El regreso
Domingo, Septiembre 26th, 2010Dos días después del regreso no quedó otra que ir a Murcia (capital- como dicen los nativos) para resolver cosillas pendientes. Unos cuarenta grados a la sombra, ola de calor número x del verano, y ruta de comercio en comercio al abrigo del aire acondicionado. He ido a comprar telas, agujas y otros enredos de costura.
Murcia está vacía o casi. En el callejeo te cruzas con personas a las que apenas miras, vas a lo tuyo, hasta que algo te saca del caminar zoombi. Me encontré con el primer pobre, bien vestido, limpio y tirado en el suelo recalentado en la puerta de Caja Murcia -Gran vía-. El tradicional “Deme una limosna….” había sido cambiado por “Soy murciano y ….” Curioso cambio sociológico en los argumentos para pedir limosna, aparece el tinte nacionalista, quizá el trasfondo de que un pobre murciano debe pesar más en la conciencia que uno de otro sitio.
La cosa no quedó ahí, en el corto camino entre CajaMurcia y Julián López conté hasta cinco, cuatro hombres y una mujer, todos con el mismo aspecto y el mismo cartel.
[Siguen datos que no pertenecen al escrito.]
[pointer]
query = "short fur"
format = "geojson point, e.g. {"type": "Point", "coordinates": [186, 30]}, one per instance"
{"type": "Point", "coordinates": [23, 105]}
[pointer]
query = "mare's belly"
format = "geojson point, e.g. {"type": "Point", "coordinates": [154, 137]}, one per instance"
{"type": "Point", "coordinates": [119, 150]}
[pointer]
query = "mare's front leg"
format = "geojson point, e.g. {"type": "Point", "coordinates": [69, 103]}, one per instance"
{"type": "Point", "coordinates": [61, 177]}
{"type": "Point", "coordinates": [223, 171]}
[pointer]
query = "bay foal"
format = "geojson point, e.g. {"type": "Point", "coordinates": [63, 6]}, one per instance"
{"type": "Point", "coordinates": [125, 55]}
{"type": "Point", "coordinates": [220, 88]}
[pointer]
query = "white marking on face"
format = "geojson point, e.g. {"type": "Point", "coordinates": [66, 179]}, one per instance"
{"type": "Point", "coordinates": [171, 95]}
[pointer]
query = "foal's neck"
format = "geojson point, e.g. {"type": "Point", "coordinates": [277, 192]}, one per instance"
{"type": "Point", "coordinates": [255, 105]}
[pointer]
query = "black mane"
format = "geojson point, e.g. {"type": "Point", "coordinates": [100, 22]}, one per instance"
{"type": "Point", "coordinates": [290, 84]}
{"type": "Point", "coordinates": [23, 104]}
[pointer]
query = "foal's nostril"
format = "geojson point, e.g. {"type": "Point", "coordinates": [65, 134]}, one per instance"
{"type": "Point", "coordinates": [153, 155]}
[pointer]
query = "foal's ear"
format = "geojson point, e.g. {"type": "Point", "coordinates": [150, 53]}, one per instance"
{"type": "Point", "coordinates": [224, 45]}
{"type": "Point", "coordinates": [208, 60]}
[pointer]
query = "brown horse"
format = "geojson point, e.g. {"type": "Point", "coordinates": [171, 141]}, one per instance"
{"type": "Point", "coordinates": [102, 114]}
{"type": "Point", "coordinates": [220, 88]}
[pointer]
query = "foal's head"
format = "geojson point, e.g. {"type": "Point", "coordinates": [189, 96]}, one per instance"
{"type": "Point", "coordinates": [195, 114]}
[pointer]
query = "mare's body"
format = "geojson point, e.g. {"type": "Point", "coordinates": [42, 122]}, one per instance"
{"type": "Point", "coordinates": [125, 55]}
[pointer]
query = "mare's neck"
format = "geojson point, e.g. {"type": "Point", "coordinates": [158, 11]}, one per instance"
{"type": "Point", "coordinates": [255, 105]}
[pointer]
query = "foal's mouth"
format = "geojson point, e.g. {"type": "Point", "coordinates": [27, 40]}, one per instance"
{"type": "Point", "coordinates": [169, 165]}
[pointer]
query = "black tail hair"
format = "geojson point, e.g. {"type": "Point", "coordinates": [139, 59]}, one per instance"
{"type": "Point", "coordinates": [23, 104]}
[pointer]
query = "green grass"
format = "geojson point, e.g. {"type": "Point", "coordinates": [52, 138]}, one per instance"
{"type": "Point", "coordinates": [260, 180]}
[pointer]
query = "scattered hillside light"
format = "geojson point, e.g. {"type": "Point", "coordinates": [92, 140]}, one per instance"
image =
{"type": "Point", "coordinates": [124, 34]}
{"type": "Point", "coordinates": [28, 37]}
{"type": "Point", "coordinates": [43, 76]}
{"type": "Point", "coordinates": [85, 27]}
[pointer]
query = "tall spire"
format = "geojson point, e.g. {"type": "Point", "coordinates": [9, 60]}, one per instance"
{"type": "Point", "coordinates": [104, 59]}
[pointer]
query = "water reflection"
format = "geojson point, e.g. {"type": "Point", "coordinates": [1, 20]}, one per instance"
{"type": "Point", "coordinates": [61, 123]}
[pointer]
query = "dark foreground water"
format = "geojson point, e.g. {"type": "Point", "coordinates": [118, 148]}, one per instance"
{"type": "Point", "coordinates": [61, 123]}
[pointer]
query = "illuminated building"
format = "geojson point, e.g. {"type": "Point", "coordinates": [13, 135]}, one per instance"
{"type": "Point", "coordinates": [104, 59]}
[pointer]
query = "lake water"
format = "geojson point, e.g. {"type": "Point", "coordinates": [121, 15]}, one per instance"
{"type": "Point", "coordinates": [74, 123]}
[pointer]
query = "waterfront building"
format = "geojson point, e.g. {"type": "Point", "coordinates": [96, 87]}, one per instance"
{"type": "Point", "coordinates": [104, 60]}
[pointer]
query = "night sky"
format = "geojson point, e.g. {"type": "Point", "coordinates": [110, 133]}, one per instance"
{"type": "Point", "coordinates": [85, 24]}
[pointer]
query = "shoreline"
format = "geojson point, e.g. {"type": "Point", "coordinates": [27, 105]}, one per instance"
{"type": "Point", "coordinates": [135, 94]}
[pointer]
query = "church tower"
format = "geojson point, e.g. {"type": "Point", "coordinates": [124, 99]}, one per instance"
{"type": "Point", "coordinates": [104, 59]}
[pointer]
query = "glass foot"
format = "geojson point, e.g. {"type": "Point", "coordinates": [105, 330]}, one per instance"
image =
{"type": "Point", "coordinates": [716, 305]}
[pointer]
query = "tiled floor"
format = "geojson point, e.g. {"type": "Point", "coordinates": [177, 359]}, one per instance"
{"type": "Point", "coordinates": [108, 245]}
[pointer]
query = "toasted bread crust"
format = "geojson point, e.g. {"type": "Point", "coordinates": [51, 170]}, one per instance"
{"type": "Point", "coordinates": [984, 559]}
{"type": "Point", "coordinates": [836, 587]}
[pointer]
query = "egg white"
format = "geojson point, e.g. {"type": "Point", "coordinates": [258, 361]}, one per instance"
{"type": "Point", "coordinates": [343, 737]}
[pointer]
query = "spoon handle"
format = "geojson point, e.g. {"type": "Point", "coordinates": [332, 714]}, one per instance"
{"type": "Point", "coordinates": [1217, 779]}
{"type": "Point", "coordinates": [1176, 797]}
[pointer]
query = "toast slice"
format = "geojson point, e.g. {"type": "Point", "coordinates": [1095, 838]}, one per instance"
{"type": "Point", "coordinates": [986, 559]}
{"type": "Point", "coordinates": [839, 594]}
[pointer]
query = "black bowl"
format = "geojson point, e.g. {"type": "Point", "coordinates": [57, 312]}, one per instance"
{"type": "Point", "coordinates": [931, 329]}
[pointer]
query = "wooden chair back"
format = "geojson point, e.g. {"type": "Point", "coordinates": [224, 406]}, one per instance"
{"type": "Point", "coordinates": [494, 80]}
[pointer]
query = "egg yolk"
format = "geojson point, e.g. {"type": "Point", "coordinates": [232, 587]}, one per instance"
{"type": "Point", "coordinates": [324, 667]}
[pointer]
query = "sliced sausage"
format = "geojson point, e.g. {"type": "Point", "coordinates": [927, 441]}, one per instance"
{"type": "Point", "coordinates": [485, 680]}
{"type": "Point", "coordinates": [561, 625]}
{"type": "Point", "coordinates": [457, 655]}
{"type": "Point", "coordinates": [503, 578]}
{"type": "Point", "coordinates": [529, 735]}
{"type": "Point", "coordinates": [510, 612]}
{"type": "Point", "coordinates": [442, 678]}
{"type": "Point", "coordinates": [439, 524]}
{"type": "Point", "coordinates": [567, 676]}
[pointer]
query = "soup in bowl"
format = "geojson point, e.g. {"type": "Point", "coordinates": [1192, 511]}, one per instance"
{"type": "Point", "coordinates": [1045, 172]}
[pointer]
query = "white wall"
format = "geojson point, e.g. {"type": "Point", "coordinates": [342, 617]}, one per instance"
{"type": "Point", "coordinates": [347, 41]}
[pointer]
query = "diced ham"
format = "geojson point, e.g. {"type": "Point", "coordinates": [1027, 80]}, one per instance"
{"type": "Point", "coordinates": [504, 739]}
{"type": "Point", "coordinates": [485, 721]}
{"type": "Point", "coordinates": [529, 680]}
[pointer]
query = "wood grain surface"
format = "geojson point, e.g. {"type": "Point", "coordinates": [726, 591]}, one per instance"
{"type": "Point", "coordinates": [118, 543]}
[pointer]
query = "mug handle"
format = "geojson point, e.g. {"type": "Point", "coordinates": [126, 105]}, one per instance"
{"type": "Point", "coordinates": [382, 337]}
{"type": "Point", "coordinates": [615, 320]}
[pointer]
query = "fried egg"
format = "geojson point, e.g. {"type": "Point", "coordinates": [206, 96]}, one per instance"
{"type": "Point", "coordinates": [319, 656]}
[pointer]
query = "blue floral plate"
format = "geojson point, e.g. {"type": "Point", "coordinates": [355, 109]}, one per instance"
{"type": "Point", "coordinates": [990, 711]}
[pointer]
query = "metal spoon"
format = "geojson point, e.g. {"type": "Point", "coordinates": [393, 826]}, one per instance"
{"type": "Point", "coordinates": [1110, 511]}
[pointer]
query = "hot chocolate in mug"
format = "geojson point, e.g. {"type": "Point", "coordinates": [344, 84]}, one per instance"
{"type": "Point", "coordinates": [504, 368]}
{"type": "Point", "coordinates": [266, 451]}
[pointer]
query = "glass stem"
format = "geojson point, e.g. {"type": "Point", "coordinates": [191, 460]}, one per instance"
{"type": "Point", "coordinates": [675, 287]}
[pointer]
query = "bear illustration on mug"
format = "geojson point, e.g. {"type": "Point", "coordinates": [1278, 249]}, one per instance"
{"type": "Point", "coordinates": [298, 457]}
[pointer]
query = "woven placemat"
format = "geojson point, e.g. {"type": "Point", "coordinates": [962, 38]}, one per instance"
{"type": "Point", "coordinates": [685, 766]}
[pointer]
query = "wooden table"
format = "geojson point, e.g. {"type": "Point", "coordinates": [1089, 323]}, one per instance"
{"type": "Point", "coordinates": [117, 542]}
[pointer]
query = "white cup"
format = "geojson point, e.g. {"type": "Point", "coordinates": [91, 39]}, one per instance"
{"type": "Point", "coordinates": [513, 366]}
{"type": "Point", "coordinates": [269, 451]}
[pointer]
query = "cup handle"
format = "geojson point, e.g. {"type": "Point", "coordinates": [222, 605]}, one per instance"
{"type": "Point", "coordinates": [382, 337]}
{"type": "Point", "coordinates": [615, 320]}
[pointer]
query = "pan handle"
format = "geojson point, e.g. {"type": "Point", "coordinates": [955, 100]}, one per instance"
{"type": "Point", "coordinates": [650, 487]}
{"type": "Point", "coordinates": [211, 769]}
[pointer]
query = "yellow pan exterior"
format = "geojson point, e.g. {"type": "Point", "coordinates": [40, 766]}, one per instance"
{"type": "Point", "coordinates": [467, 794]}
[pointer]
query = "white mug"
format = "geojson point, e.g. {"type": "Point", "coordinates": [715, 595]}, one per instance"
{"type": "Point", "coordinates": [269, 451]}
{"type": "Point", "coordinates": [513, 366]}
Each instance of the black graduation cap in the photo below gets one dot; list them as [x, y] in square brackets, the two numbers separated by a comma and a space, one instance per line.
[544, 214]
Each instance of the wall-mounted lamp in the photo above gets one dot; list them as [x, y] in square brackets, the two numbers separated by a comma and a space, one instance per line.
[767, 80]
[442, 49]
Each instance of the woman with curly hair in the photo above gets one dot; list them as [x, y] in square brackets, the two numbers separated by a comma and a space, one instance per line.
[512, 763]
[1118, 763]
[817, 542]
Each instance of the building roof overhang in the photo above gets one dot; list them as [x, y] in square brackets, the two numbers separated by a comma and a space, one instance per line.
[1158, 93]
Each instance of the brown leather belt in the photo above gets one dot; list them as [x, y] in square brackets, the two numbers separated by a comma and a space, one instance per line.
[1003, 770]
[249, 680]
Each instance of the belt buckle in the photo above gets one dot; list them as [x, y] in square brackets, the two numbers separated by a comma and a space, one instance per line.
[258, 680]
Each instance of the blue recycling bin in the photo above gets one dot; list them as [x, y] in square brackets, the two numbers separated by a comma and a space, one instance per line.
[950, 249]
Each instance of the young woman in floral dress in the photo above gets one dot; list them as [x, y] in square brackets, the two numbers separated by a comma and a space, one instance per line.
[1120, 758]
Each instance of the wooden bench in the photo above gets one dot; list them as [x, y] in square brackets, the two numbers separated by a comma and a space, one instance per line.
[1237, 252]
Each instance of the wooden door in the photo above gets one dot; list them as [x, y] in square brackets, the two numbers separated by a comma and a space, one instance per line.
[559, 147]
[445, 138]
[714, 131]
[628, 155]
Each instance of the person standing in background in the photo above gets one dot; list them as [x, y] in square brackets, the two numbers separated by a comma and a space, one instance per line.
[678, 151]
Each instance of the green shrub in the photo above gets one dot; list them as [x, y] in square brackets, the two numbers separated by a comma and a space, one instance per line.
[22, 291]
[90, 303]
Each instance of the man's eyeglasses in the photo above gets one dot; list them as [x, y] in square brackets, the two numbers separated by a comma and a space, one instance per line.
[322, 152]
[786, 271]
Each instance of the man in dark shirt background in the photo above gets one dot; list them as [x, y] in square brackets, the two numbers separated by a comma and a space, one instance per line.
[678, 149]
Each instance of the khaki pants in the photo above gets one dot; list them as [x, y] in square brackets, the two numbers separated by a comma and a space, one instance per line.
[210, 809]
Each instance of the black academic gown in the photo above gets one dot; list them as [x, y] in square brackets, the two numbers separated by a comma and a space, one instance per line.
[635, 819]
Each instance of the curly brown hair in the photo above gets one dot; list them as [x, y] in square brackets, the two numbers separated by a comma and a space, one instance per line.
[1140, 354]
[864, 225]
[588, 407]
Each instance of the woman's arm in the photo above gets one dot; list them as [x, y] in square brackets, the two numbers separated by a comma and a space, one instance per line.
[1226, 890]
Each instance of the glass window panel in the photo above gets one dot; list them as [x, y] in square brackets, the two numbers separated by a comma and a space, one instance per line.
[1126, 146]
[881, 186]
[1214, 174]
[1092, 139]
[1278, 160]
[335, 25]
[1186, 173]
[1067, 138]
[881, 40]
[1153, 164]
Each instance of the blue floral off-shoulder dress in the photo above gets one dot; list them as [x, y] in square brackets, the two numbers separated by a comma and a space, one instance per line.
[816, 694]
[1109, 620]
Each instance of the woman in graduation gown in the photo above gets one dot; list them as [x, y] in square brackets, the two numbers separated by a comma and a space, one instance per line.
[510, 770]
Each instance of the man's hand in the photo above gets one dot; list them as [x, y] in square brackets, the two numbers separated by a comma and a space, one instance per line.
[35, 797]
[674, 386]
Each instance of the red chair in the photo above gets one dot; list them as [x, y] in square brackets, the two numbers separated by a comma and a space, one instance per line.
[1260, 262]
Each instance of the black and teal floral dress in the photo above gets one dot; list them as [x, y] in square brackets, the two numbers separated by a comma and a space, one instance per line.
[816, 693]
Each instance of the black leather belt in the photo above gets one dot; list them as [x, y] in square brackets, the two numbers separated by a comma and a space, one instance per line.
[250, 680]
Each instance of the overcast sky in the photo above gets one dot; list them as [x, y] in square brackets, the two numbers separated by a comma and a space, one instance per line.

Curiosa coincidencia.
En este trajín de contar menesterosos otra ejemplar humano se cruzó conmigo unas cuantas veces, y no era la misma mujer, pero sí el mismo tipo de insensata, señoras entre los treinta y los cuarenta años, envueltas en ligeros vestidos de verano y morenas, morenísimas, negras. ¿No han leído nada sobre el exceso de sol y las arrugas prematuras y el cáncer del piel?